For most stations and components, predicted strong ground velocities for the reference and variable-slip models are similar to the observed velocities, whereas the uniform-slip model tended to underpredict the velocities. Simulated peak ground velocity (PGV) ShakeMaps for the three models showed similar behavior with the PGV values derived from the uniform-slip model significantly less than the other two models, possibly because the model is too smooth and spread in time. The simulated PGV for reference and variable-slip models showed the roughly the same extent of the 10-20 cm/s contours, the level at which structural damage can occur (Figure 13.41).

Since our objective is to develop a method that is practical in a rapid (on the order of 30 minutes) post-earthquake time frame, we made several simplifying assumptions such as constant slip and rupture velocity. As more information becomes available following an earthquake it may be possible to invert for models to resolve these parameters, but such analysis is not applicable in an automated fashion. Nevertheless, to first order, assuming rupture velocity is constant performs well in describing the overall directivity effect and in simulating peak ground velocity for ShakeMap purposes. Although studies of many events show that the slip velocity is not spatially constant, the assumption is generally applicable given that many spatio-temporal slip models have longer duration for larger slip.

Future work will test this methodology for other large, well-studied events, such as 2003 San Simeon, 1992 Landers, and 2004 Parkfield, to optimize the rules for time variation of slip. Combining the optimized rules and near real-time measurement and inversion of GPS displacement vectors can reduce the estimation time of the extent of near-fault strong ground shaking, and thus could facilitate better emergency response activities.

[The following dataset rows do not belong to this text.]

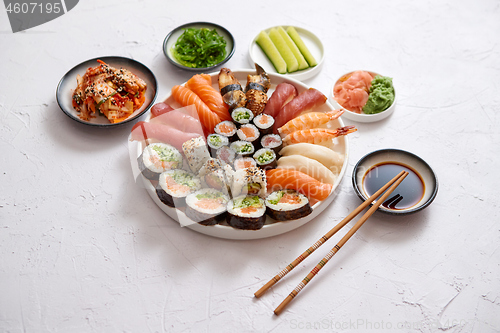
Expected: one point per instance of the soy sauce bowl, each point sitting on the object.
(172, 37)
(398, 160)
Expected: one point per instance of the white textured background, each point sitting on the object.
(84, 249)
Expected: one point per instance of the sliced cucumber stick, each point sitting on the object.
(292, 64)
(302, 47)
(271, 52)
(293, 47)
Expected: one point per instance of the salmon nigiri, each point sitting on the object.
(309, 120)
(186, 97)
(201, 85)
(317, 135)
(298, 181)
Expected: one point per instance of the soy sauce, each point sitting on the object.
(406, 195)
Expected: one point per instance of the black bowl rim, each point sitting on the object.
(201, 69)
(387, 211)
(146, 68)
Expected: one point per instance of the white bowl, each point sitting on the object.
(172, 37)
(361, 117)
(313, 43)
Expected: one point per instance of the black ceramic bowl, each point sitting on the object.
(68, 84)
(172, 37)
(364, 174)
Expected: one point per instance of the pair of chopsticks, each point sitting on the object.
(394, 182)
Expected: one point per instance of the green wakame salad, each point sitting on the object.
(199, 48)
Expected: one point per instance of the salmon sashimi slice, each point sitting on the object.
(305, 101)
(201, 85)
(283, 94)
(143, 131)
(309, 120)
(317, 135)
(278, 179)
(179, 120)
(160, 108)
(186, 97)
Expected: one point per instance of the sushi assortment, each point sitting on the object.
(235, 156)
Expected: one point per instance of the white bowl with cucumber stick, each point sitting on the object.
(291, 51)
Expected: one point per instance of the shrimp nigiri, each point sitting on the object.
(186, 97)
(317, 135)
(298, 181)
(309, 120)
(201, 85)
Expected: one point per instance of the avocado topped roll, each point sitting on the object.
(246, 212)
(265, 158)
(264, 123)
(284, 205)
(215, 142)
(226, 154)
(174, 185)
(272, 141)
(242, 148)
(250, 181)
(228, 129)
(206, 206)
(217, 175)
(250, 133)
(157, 158)
(244, 163)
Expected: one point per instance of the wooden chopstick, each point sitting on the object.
(337, 247)
(327, 236)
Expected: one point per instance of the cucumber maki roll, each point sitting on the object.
(157, 158)
(246, 212)
(264, 123)
(206, 206)
(284, 205)
(174, 185)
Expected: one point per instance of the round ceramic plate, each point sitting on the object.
(362, 117)
(172, 37)
(68, 84)
(271, 227)
(313, 43)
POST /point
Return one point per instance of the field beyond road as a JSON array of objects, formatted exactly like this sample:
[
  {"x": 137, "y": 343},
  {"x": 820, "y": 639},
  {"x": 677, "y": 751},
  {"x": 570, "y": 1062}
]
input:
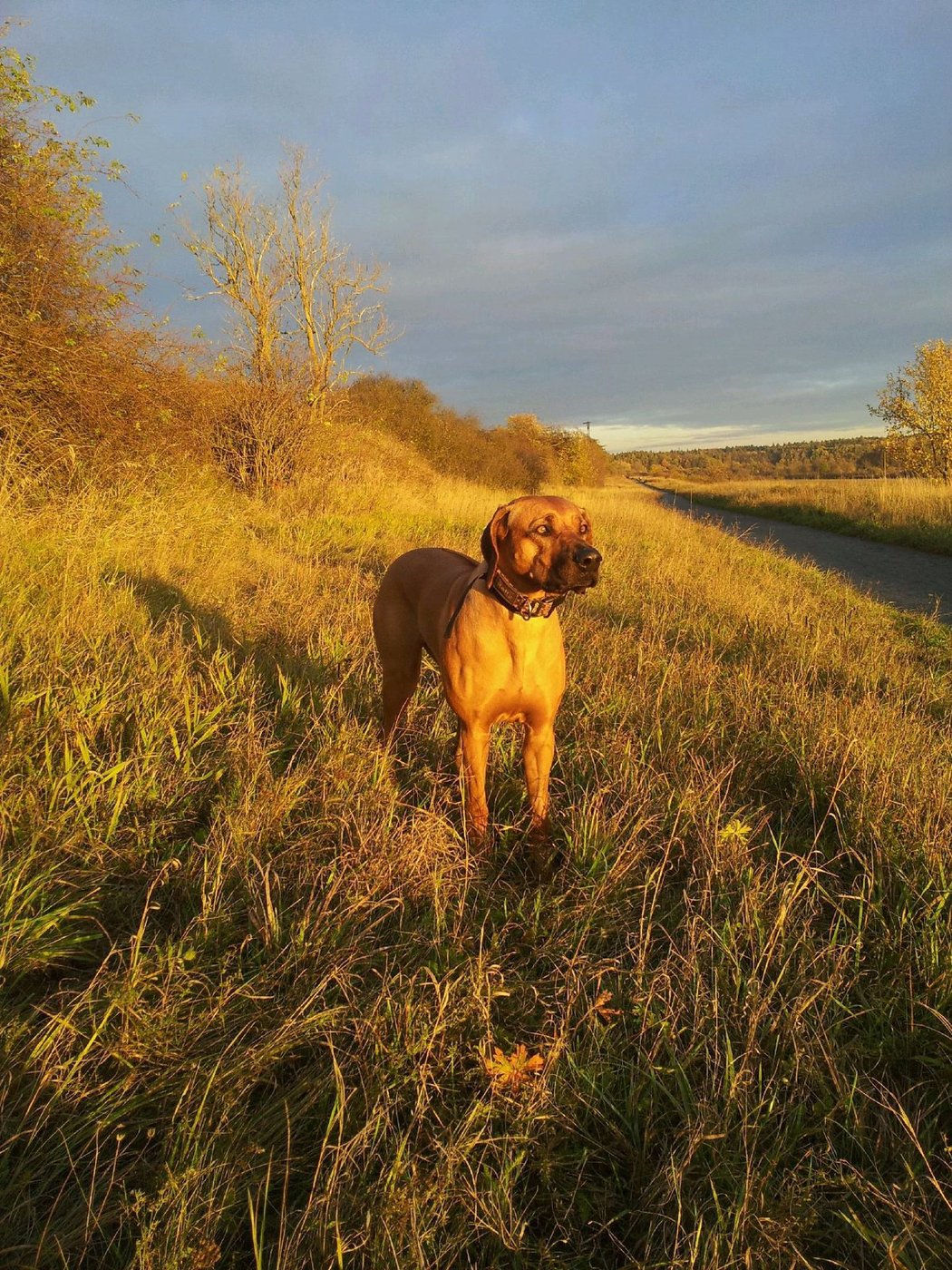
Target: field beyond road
[
  {"x": 913, "y": 512},
  {"x": 254, "y": 981}
]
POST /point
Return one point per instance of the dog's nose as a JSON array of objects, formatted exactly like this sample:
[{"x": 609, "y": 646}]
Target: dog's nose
[{"x": 587, "y": 558}]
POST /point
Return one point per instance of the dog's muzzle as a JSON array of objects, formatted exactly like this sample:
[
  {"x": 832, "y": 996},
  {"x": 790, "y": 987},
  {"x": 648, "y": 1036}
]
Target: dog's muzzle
[{"x": 578, "y": 569}]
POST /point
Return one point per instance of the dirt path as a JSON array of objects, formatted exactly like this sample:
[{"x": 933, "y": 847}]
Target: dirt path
[{"x": 898, "y": 575}]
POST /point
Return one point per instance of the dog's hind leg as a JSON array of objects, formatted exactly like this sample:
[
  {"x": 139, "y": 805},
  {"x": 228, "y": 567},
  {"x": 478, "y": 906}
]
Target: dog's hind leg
[{"x": 400, "y": 650}]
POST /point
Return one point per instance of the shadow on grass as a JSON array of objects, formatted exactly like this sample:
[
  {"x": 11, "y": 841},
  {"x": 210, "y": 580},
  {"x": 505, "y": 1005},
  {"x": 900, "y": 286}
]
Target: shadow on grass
[{"x": 294, "y": 683}]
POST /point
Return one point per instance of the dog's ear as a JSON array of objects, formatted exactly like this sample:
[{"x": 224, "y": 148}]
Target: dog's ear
[{"x": 491, "y": 536}]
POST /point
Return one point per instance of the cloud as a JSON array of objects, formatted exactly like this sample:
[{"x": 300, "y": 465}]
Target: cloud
[{"x": 717, "y": 222}]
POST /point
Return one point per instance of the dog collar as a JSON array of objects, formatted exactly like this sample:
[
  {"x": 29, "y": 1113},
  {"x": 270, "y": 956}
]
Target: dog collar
[
  {"x": 501, "y": 590},
  {"x": 518, "y": 603}
]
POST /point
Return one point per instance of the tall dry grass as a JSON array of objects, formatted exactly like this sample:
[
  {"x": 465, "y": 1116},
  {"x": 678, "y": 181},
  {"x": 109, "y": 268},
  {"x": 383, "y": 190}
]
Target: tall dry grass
[
  {"x": 910, "y": 511},
  {"x": 251, "y": 972}
]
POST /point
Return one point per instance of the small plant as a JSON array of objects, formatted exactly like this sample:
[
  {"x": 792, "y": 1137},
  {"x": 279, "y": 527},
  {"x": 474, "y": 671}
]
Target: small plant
[{"x": 511, "y": 1073}]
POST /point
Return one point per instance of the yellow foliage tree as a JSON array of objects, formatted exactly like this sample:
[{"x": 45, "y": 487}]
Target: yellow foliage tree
[{"x": 917, "y": 406}]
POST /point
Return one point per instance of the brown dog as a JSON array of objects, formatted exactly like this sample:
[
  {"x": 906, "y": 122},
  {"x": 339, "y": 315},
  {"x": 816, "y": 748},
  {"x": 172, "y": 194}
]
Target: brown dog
[{"x": 494, "y": 632}]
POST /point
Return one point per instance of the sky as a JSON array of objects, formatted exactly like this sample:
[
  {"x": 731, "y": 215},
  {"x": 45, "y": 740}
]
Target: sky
[{"x": 698, "y": 222}]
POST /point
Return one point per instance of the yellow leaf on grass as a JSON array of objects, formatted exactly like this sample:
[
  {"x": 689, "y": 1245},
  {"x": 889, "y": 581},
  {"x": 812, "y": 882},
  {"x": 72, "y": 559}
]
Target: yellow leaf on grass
[{"x": 510, "y": 1073}]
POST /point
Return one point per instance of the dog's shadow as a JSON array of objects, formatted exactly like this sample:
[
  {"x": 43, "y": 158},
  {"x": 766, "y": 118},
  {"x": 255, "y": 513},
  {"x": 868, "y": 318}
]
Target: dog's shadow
[{"x": 292, "y": 682}]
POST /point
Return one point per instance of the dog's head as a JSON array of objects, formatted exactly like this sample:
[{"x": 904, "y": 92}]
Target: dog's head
[{"x": 542, "y": 543}]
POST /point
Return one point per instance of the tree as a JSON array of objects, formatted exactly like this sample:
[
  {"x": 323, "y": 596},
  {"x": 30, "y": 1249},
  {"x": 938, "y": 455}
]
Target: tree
[
  {"x": 300, "y": 298},
  {"x": 917, "y": 406},
  {"x": 78, "y": 381},
  {"x": 238, "y": 253},
  {"x": 334, "y": 305}
]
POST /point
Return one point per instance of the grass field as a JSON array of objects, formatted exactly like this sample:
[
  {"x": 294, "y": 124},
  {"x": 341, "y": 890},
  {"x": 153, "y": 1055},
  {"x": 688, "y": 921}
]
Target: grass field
[
  {"x": 913, "y": 512},
  {"x": 253, "y": 974}
]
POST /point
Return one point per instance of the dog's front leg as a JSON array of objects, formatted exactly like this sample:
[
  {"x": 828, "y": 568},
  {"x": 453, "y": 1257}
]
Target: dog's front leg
[
  {"x": 472, "y": 756},
  {"x": 537, "y": 753}
]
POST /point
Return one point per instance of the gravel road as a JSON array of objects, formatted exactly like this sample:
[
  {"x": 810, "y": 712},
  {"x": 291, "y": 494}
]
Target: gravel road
[{"x": 899, "y": 575}]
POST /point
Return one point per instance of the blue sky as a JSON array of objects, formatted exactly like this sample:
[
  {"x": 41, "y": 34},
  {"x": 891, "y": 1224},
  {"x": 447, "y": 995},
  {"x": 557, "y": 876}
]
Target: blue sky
[{"x": 692, "y": 224}]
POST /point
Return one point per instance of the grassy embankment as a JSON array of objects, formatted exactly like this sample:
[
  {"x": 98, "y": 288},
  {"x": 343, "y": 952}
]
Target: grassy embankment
[
  {"x": 917, "y": 513},
  {"x": 251, "y": 972}
]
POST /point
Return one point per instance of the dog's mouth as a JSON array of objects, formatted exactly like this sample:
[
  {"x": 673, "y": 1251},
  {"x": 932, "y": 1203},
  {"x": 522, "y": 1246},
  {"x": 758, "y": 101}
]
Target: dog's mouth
[{"x": 573, "y": 580}]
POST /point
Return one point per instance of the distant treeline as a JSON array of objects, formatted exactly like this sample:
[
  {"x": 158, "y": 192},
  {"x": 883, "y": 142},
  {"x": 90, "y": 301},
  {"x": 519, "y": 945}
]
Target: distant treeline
[{"x": 848, "y": 456}]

Figure 13.41: (a) PGV ShakeMaps simulated for the Northridge earthquake for model UNI. Black contours of PGV represent the geometric mean of two horizontal PGV components. The minimum level of contour is 10 cm/s and the interval is 20 cm/s. The dotted line is the 20 cm/s contour, indicating the extent of significant structural damage. The black star indicates mainshock epicenter. The black dots are the grid locations where strong motions are derived for ShakeMap. Black bold numbers on the map indicate 15 observed PGV. (b) Same as (a) for modeL REF. (c) Same as (a) for model VAR. (d) The simulated PGV values at 15 stations as a function of real observations for models VAR (triangles), REF (squares), and UNI (inverted triangles) and the best fitting lines for models VAR (thin grey), REF (thick black), and UNI (dotted grey). (e) The best fitting lines assuming different stress drops for constant rupture velocity of 3.0 km/s. For the reference, the perfect agreement line is indicated with the dotted gray line. (f) The best fitting lines assuming different rupture velocities for constant stress drop of 100 bars.